Ophidian - when execute
$ lsof | grep 'tcp' | less
in Terminal I get only this:

jeb1138% $ lsof | grep 'tcp' | less
$: Command not found.
(END) 

What am I doing wrong?

Also, anybody have any good experience with some sort of sniffer in X?  I installed ettercap, but the installation finished leaving no trace of a program to use, at least not that I can see.  Help?

For every Office v.X program I open - Excel, Word, PowerPoint - another port opens.  And when I close them the ports close.

Can anyone else who has the Office v.X beta run a port scan on themselves and help verify whether this is a universal thing?


----------



## jeb1138 (Oct 14, 2001)

jdog - it doesn't happen with 'Word X Test Drive'.  Just Word from Office v.X


----------



## simX (Oct 14, 2001)

The $ is a prompt symbol.  So everything after that you would type.  Just type "lsof|grep 'tcp'|less" without the double-quotes, and it should work.


----------



## blb (Oct 14, 2001)

The next time you see one of these ports open, run the following:

sudo tcpdump -i en0 port 3000

replacing 3000 with the port it's chosen for that particular time.  This will watch that port (and only that port, so you don't have to see all the other stuff) and dump everything seen to the Terminal where you run tcpdump.


----------



## cvisors (Oct 14, 2001)

I may try and find a copy of the beta, so I can have a look into this, it is quite odd.

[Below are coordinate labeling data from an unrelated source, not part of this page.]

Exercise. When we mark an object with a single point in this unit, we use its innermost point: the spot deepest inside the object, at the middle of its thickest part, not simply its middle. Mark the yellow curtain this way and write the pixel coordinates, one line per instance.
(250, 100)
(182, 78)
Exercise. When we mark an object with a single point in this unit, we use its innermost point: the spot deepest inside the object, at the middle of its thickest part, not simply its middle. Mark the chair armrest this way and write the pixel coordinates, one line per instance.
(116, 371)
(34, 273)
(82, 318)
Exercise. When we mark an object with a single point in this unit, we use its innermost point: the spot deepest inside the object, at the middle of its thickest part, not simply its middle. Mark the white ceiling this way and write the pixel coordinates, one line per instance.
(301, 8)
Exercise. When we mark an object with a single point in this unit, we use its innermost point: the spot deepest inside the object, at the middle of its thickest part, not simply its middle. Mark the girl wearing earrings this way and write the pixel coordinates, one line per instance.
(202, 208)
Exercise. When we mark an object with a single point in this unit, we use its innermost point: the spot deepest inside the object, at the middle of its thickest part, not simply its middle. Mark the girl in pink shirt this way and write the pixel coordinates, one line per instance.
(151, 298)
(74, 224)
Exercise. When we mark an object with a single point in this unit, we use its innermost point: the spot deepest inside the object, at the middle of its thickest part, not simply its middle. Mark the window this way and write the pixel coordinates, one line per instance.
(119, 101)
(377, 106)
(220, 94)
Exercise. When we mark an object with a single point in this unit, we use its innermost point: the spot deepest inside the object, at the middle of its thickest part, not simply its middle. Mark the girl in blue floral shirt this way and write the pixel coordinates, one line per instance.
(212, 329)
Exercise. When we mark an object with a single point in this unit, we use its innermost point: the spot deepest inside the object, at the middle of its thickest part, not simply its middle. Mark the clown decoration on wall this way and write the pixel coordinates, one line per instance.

This will only realy become an issue though if the final version that MS ship in november, does this, I wonder could it be something to do with .NET.

BTW which version of Office X is it.

Regards 
Benjamin


----------



## Solaris (Oct 14, 2001)

I was reading a review in macworld uk and apparently there is something that always run (even with no office apps open) called Office Notifications. It sounds like it handles your email and instant message alerts. Maybe these ports have something to do with that??


----------



## yogel (Oct 14, 2001)

As much as I'd love to believe that MS was doing nasty stuff to us, i have multiple confirmations from all over MS that this is not the case. At times, they have these things for remote debugging - and that sounds very suspiciously like the debugging port.

It could also be auto update. But i'd put my money on remote debugging.

Andrew


----------



## theolein (Oct 15, 2001)

This is interesting. A good packet sniffer is tcpflow. It is more powerful than tcpdump and will monitor all traffic between you and a foreign host. It is available as a package. I don't have the url handy right now but you can find it on the web easily enough. It will also as far as I know look for specific characters in a packet.

If MS is using Word and Excel to open ports it means they are there for some reason. I would NOT put it past MS to do this. They have done similar things before. A firewall will not help you here as a firewall blocks connections from the outside but normally allows all outgoing connections. If I were you I would block these ports (although that would be difficult if they are using different ones each time) and definitely monitor what is going out. My guess is that MS is trying to gather information illegally from users. I must also state that while what they might be doing is illegal, I'm not to sure if your posessing this beta software is legal.


----------



## sinebubble (Oct 15, 2001)

Yep, I'm seeing the same thing. Word triggers port 2222/udp and 3XXX/tcp. No snoop on Mac OS X? Hm...


----------



## Zim (Oct 15, 2001)

Actually with built-in ipfw this should not be difficult to block in a brute-force fashion by blocking all traffic to/from Microsoft...ie..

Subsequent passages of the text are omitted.